From the CLI¶
With argparse
¶
We provide some utilities to extend an argparse.ArgumentParser
with arguments for building a torchrunx.Launcher
.
from argparse import ArgumentParser
from torchrunx.integrations.parsing import add_torchrunx_argument_group, launcher_from_args
if __name__ == '__main__':
parser = ArgumentParser()
add_torchrunx_argument_group(parser)
args = parser.parse_args()
launcher = launcher_from_args(args)
launcher.run(...)
python ... --help
then results in:
usage: -c [-h] [--hostnames HOSTNAMES [HOSTNAMES ...]]
[--workers-per-host WORKERS_PER_HOST [WORKERS_PER_HOST ...]]
[--ssh-config-file SSH_CONFIG_FILE]
[--backend {nccl,gloo,mpi,ucc,None}] [--timeout TIMEOUT]
[--copy-env-vars COPY_ENV_VARS [COPY_ENV_VARS ...]]
[--extra-env-vars [EXTRA_ENV_VARS ...]] [--env-file ENV_FILE]
optional arguments:
-h, --help show this help message and exit
torchrunx:
--hostnames HOSTNAMES [HOSTNAMES ...]
Nodes to launch the function on. Default: 'auto'. Use
'slurm' to infer from SLURM.
--workers-per-host WORKERS_PER_HOST [WORKERS_PER_HOST ...]
Processes to run per node. Can be 'cpu', 'gpu', or
list[int]. Default: 'gpu'.
--ssh-config-file SSH_CONFIG_FILE
Path to SSH config file. Default: '~/.ssh/config' or
'/etc/ssh/ssh_config'.
--backend {nccl,gloo,mpi,ucc,None}
For worker process group. Default: 'nccl'. Use 'gloo'
for CPU. 'None' to disable.
--timeout TIMEOUT Worker process group timeout in seconds. Default: 600.

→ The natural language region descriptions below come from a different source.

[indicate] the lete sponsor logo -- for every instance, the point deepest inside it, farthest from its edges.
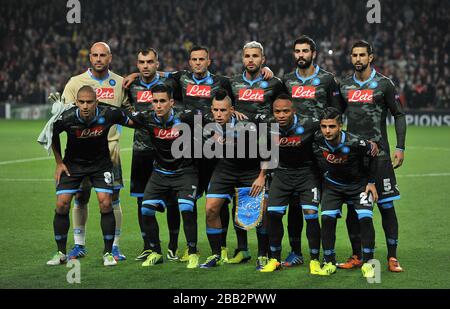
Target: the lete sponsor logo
(360, 96)
(168, 134)
(256, 95)
(104, 93)
(144, 96)
(89, 132)
(304, 92)
(202, 91)
(335, 158)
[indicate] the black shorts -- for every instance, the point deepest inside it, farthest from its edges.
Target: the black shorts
(226, 178)
(386, 182)
(141, 169)
(287, 183)
(101, 179)
(333, 196)
(205, 170)
(160, 186)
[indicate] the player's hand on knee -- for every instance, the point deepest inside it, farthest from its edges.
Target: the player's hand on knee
(371, 189)
(61, 168)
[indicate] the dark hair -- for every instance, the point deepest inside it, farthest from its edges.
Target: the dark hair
(148, 50)
(221, 94)
(362, 43)
(198, 47)
(304, 39)
(87, 88)
(160, 88)
(331, 113)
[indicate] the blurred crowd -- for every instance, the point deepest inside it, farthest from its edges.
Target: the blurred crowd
(40, 50)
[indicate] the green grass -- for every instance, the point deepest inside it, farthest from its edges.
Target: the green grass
(26, 233)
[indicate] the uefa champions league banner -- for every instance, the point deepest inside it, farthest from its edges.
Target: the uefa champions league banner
(26, 112)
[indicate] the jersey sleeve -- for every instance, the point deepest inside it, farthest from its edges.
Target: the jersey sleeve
(69, 92)
(396, 109)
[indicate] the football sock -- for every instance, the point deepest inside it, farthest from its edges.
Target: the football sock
(108, 225)
(390, 227)
(117, 209)
(145, 238)
(173, 222)
(313, 234)
(276, 232)
(328, 234)
(353, 229)
(367, 238)
(61, 224)
(79, 218)
(214, 239)
(225, 220)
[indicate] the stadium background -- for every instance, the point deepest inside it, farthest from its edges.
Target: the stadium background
(40, 51)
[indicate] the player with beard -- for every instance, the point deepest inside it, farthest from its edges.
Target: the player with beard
(369, 96)
(253, 96)
(311, 89)
(140, 97)
(86, 155)
(108, 87)
(198, 87)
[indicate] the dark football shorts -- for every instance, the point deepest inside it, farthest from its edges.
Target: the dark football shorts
(101, 179)
(226, 178)
(141, 169)
(386, 182)
(302, 185)
(333, 196)
(161, 185)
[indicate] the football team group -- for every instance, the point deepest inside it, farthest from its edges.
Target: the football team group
(318, 163)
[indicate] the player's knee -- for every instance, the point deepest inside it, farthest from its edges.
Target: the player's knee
(105, 205)
(184, 207)
(146, 211)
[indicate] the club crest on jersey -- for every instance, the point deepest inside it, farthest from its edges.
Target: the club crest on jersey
(201, 91)
(104, 93)
(169, 134)
(304, 92)
(89, 132)
(264, 84)
(255, 95)
(144, 96)
(334, 158)
(360, 96)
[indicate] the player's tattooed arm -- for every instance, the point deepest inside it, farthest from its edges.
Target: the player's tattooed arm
(60, 166)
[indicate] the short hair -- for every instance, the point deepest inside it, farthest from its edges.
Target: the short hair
(221, 94)
(362, 43)
(87, 88)
(161, 88)
(254, 44)
(197, 48)
(331, 113)
(146, 51)
(283, 96)
(304, 39)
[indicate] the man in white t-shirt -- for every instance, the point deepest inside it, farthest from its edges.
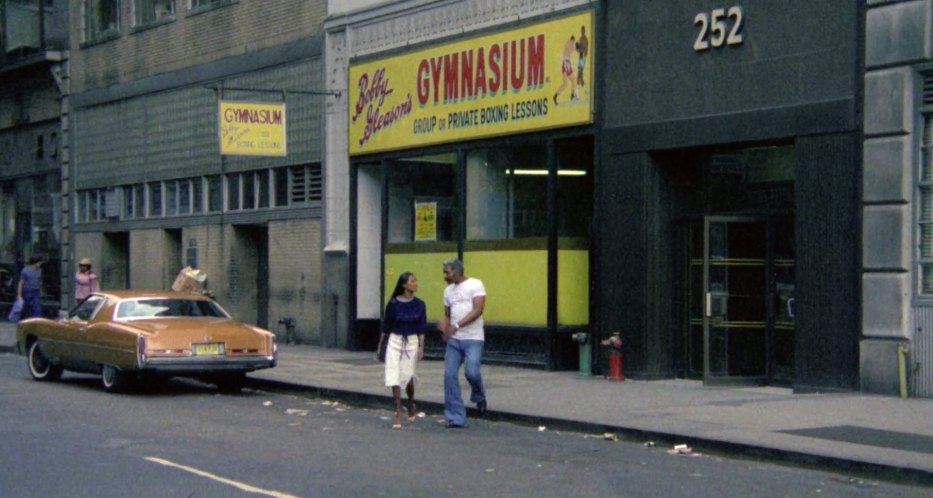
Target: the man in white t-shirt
(464, 300)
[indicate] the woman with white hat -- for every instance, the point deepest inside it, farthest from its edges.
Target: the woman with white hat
(85, 280)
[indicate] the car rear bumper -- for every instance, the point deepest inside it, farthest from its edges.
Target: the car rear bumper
(206, 364)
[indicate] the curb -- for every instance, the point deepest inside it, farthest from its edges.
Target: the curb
(710, 446)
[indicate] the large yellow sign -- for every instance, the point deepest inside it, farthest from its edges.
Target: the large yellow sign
(530, 78)
(252, 129)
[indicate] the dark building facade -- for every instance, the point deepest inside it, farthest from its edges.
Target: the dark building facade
(731, 153)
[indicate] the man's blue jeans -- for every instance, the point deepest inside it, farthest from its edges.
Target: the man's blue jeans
(470, 353)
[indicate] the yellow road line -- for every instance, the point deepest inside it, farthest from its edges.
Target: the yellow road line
(230, 482)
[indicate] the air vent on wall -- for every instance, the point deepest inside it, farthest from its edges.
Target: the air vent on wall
(928, 88)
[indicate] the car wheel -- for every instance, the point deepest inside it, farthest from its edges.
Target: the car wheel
(113, 379)
(40, 367)
(231, 383)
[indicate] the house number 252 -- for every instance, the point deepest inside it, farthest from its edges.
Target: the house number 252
(717, 28)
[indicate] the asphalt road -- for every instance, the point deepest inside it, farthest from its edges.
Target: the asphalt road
(182, 438)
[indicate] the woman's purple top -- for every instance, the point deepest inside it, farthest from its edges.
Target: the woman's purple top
(405, 318)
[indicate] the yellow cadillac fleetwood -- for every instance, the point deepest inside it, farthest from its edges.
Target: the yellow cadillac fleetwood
(131, 336)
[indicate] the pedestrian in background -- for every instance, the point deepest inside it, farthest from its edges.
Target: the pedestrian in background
(404, 327)
(28, 289)
(464, 300)
(85, 280)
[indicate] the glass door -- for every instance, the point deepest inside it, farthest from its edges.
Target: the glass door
(735, 300)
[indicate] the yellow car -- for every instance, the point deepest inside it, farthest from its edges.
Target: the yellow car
(128, 336)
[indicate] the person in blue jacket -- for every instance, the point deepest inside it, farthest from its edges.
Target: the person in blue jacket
(30, 282)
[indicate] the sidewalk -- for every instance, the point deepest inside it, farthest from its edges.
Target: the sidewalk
(854, 432)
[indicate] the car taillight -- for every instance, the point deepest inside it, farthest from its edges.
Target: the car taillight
(141, 347)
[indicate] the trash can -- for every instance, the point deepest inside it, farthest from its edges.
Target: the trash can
(586, 352)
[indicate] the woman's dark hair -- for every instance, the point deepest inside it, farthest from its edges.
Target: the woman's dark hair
(400, 285)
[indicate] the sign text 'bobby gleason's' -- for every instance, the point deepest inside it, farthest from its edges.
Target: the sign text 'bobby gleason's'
(503, 83)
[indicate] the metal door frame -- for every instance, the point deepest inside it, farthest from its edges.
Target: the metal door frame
(709, 380)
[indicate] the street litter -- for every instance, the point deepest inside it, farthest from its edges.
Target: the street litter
(682, 449)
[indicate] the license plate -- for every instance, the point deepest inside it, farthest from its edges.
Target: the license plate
(208, 349)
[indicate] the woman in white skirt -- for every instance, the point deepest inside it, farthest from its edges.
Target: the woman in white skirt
(404, 327)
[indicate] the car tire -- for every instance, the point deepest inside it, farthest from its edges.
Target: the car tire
(231, 383)
(40, 367)
(113, 379)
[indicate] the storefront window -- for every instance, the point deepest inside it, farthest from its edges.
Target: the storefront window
(421, 199)
(507, 192)
(215, 194)
(574, 187)
(925, 186)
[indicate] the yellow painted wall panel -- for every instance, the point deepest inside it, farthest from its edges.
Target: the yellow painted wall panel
(516, 285)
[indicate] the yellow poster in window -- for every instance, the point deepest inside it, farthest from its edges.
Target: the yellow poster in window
(425, 221)
(252, 129)
(524, 79)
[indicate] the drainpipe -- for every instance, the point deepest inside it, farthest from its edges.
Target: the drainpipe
(902, 369)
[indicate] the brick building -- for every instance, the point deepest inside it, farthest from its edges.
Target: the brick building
(151, 189)
(33, 142)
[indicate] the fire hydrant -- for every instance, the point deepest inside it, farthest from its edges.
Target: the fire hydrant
(614, 343)
(583, 339)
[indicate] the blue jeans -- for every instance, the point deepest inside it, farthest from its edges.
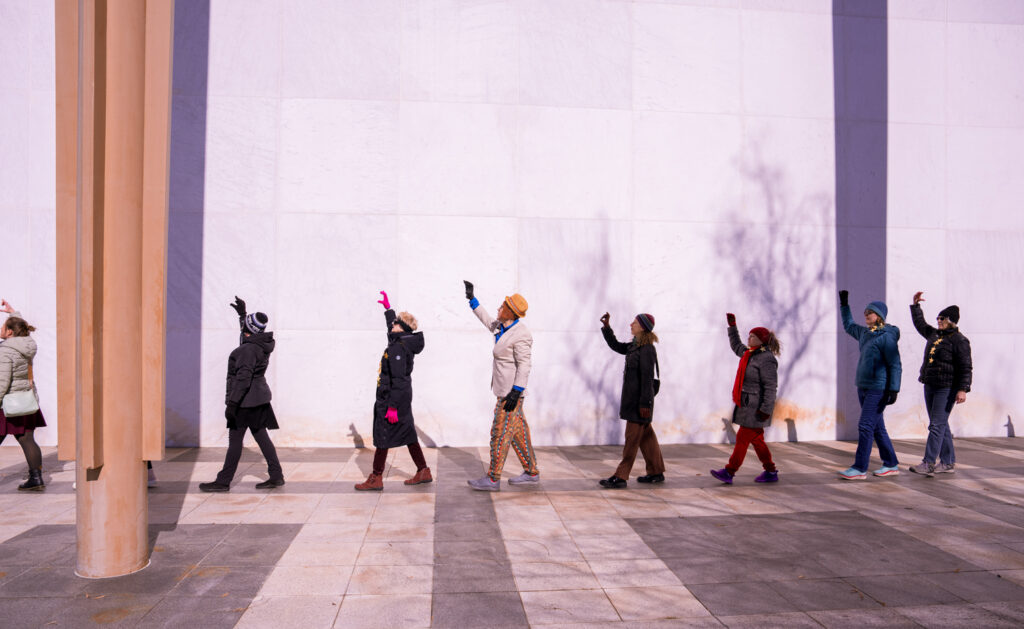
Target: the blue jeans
(871, 427)
(940, 439)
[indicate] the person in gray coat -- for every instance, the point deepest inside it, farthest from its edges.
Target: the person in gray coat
(16, 352)
(754, 394)
(248, 401)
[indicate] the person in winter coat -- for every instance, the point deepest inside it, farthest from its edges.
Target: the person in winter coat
(754, 393)
(510, 370)
(248, 401)
(637, 405)
(393, 424)
(16, 352)
(945, 373)
(879, 374)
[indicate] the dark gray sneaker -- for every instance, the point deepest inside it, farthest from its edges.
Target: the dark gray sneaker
(923, 468)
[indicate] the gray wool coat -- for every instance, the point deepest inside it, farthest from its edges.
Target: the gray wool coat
(760, 385)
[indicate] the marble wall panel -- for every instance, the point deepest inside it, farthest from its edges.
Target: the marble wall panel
(460, 50)
(787, 170)
(984, 180)
(245, 53)
(779, 78)
(241, 154)
(571, 271)
(916, 50)
(993, 11)
(986, 85)
(457, 159)
(686, 166)
(573, 163)
(329, 268)
(15, 129)
(686, 58)
(916, 176)
(574, 53)
(436, 253)
(341, 49)
(338, 156)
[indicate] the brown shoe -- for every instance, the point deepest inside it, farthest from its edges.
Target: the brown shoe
(422, 475)
(375, 483)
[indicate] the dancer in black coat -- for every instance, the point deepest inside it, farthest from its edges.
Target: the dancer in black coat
(637, 405)
(393, 423)
(248, 401)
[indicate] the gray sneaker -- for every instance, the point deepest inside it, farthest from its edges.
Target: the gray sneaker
(484, 484)
(923, 468)
(525, 478)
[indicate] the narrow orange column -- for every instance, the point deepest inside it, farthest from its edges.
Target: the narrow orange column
(114, 78)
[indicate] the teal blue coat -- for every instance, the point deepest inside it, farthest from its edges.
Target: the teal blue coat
(879, 367)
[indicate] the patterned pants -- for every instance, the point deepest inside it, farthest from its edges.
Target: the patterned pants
(510, 429)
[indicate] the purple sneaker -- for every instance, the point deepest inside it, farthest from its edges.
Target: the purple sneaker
(722, 474)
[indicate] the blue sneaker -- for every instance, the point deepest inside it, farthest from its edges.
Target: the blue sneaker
(852, 473)
(484, 484)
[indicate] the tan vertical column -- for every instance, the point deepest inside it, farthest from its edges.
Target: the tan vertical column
(114, 77)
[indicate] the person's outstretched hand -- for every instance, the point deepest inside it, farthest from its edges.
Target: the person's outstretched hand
(512, 400)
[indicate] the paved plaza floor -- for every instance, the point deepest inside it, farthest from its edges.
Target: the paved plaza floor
(809, 551)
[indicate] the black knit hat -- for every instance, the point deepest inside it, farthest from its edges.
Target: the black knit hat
(951, 312)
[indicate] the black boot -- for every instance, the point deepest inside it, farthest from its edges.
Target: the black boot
(35, 481)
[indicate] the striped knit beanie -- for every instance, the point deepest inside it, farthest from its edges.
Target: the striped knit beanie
(256, 322)
(646, 321)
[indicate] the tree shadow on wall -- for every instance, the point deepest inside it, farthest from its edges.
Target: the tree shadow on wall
(784, 271)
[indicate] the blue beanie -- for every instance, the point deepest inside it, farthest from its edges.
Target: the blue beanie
(879, 307)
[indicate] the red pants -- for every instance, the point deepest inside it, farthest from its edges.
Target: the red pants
(744, 437)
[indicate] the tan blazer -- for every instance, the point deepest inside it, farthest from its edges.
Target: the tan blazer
(511, 352)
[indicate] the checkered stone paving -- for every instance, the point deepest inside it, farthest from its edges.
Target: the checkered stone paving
(809, 551)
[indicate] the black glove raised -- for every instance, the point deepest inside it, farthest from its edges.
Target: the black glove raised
(512, 400)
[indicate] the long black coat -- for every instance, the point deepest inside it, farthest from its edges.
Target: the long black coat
(638, 377)
(947, 355)
(394, 387)
(760, 384)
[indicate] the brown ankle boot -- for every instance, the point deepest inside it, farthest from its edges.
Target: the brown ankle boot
(375, 483)
(422, 475)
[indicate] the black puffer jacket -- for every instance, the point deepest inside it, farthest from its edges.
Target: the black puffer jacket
(638, 377)
(760, 384)
(247, 370)
(947, 355)
(394, 387)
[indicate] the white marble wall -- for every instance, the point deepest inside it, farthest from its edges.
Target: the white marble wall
(676, 158)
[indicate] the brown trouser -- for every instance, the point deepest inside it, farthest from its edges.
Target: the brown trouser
(640, 436)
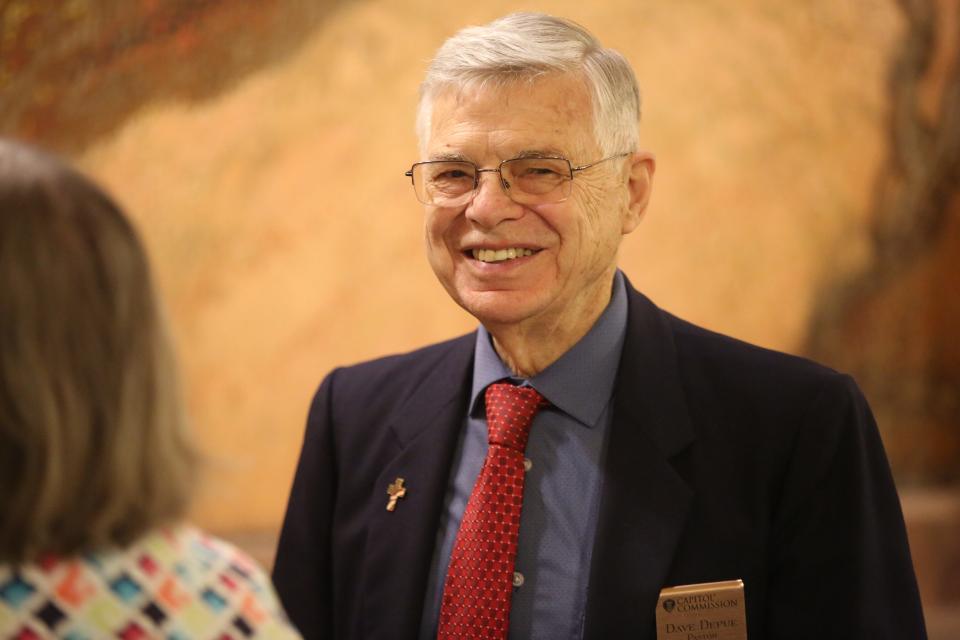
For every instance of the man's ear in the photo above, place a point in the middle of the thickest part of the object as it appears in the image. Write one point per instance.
(642, 164)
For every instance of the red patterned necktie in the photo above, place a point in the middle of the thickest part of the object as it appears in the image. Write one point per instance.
(476, 594)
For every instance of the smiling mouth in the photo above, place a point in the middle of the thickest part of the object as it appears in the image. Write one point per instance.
(500, 255)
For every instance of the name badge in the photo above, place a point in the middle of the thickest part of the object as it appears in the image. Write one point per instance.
(707, 611)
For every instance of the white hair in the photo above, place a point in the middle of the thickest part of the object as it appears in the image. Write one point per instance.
(526, 46)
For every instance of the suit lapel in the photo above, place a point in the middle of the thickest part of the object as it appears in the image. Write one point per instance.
(400, 545)
(644, 501)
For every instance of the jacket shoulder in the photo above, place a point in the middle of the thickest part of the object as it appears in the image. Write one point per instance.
(398, 375)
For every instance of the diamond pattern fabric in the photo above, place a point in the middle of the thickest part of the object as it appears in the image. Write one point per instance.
(479, 584)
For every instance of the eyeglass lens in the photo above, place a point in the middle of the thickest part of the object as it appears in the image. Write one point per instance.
(525, 180)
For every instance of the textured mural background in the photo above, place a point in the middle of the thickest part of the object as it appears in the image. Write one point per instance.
(805, 196)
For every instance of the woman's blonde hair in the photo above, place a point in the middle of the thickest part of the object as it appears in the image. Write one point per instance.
(94, 449)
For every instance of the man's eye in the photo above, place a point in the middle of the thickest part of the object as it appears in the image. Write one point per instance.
(453, 174)
(534, 171)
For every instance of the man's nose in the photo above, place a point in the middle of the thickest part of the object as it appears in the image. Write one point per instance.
(491, 205)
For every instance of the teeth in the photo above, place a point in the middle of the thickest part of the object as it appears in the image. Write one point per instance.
(499, 255)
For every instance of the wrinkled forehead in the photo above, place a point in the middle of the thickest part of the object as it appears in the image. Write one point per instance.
(496, 117)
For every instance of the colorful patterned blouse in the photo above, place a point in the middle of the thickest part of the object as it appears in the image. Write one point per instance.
(175, 584)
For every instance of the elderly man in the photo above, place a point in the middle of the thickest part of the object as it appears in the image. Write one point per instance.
(548, 475)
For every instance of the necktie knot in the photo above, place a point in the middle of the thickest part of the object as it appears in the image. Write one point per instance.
(510, 411)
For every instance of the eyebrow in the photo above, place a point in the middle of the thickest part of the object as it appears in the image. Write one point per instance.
(449, 157)
(525, 153)
(540, 153)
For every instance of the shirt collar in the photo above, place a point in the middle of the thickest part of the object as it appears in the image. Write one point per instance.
(581, 381)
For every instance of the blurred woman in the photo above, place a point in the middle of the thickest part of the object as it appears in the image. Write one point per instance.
(96, 466)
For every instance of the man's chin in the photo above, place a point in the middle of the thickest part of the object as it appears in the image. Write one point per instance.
(499, 309)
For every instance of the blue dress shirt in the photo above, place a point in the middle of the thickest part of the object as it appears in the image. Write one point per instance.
(562, 488)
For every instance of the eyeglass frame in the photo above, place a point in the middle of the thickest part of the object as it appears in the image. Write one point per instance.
(504, 185)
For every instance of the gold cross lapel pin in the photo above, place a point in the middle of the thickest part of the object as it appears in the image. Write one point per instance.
(395, 490)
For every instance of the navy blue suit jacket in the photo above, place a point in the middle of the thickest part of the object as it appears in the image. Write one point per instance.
(724, 461)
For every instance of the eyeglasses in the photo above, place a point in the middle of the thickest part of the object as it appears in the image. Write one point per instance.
(451, 183)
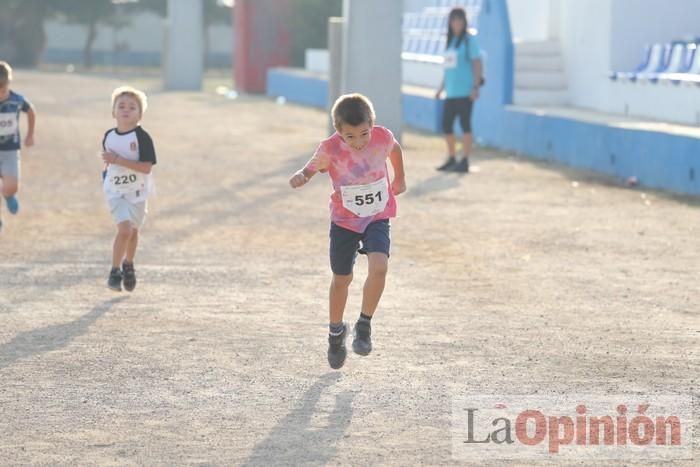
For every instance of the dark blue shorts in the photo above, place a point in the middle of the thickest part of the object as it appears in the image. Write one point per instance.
(345, 244)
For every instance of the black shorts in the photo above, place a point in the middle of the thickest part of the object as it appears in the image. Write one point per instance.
(457, 107)
(346, 243)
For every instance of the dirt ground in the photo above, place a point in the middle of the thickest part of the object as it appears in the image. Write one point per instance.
(521, 278)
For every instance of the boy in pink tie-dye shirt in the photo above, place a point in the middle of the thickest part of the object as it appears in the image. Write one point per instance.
(362, 202)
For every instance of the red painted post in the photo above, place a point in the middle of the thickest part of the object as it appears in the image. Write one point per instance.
(262, 41)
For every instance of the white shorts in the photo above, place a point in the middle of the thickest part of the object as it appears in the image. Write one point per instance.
(126, 211)
(9, 163)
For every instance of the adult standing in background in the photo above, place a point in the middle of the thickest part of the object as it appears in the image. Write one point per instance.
(461, 82)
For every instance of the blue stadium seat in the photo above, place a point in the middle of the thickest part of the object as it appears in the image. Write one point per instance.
(653, 60)
(674, 63)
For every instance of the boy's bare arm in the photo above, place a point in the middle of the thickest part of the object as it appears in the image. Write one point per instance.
(301, 177)
(31, 122)
(396, 158)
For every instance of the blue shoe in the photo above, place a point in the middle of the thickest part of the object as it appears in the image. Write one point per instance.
(12, 204)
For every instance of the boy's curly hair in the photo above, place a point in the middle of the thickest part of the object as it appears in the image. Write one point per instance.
(140, 96)
(352, 109)
(5, 73)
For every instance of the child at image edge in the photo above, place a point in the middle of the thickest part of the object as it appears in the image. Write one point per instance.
(11, 104)
(129, 156)
(362, 202)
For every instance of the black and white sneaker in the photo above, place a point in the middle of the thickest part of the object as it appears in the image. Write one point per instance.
(462, 166)
(448, 164)
(129, 276)
(362, 343)
(336, 349)
(115, 280)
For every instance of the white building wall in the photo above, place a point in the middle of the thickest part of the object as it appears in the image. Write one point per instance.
(529, 19)
(585, 37)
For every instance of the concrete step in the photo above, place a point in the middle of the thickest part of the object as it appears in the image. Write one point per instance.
(540, 79)
(535, 97)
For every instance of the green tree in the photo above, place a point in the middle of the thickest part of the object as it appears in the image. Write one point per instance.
(89, 13)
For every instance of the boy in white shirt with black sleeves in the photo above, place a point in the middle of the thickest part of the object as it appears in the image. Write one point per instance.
(129, 155)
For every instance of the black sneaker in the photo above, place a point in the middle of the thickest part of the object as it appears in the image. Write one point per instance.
(362, 344)
(449, 163)
(115, 280)
(462, 166)
(336, 349)
(129, 276)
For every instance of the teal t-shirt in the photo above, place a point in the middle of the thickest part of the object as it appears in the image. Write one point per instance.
(459, 76)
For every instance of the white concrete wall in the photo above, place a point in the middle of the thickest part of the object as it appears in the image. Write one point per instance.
(585, 37)
(529, 19)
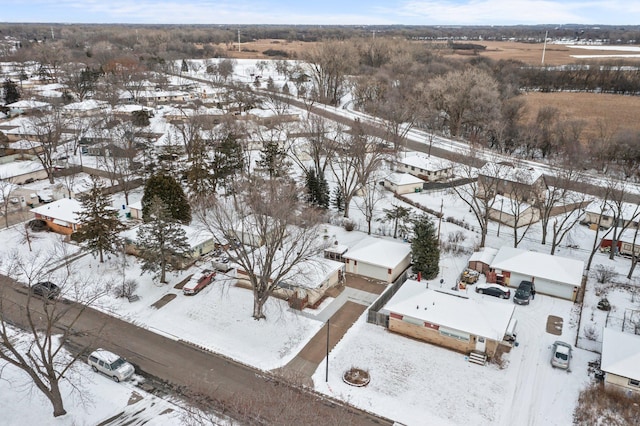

--copy-env-vars COPY_ENV_VARS [COPY_ENV_VARS ...]
Environment variables to copy to workers. Supports
Unix pattern matching.
--extra-env-vars [EXTRA_ENV_VARS ...]
Additional environment variables as key=value pairs.
--env-file ENV_FILE Path to a .env file with environment variables.
With automatic CLI tools¶
We can also automatically populate torchrunx.Launcher
arguments using most CLI tools, e.g. tyro
or any that generate interfaces from dataclasses.
import torchrunx
import tyro
if __name__ == "__main__":
launcher = tyro.cli(torchrunx.Launcher)
results = launcher.run(...)
python ... --help
then results in:
For configuring the function launch environment.
╭─ options ──────────────────────────────────────────────────────────────────╮
│ -h, --help │
│ show this help message and exit │
│ --hostnames {[STR [STR ...]]}|{auto,slurm} │
│ Nodes to launch the function on. By default, infer from SLURM, else │
│ ``["localhost"]``. (default: auto) │
│ --workers-per-host INT|{[INT [INT ...]]}|{cpu,gpu} │
│ Number of processes to run per node. By default, number of GPUs per │
│ host. (default: gpu) │
│ --ssh-config-file {None}|STR|PATHLIKE │
│ For connecting to nodes. By default, ``"~/.ssh/config"`` or │
│ ``"/etc/ssh/ssh_config"``. (default: None) │
│ --backend {None,nccl,gloo,mpi,ucc} │
│ `Backend │
│ <https://pytorch.org/docs/stable/distributed.html#torch.distributed.B… │
│ for worker process group. By default, NCCL (GPU backend). │
│ Use GLOO for CPU backend. ``None`` for no process group. │
│ (default: nccl) │
│ --timeout INT │
│ Worker process group timeout (seconds). (default: 600) │
│ --copy-env-vars [STR [STR ...]] │
│ Environment variables to copy from the launcher process to workers. │
│ Supports Unix pattern matching syntax. (default: PATH LD_LIBRARY │
│ LIBRARY_PATH 'PYTHON*' 'CUDA*' 'TORCH*' 'PYTORCH*' 'NCCL*') │
│ --extra-env-vars {None}|{[STR STR [STR STR ...]]} │
│ Additional environment variables to load onto workers. (default: None) │
│ --env-file {None}|STR|PATHLIKE │
│ Path to a ``.env`` file, containing environment variables to load onto │
│ workers. (default: None) │
╰────────────────────────────────────────────────────────────────────────────╯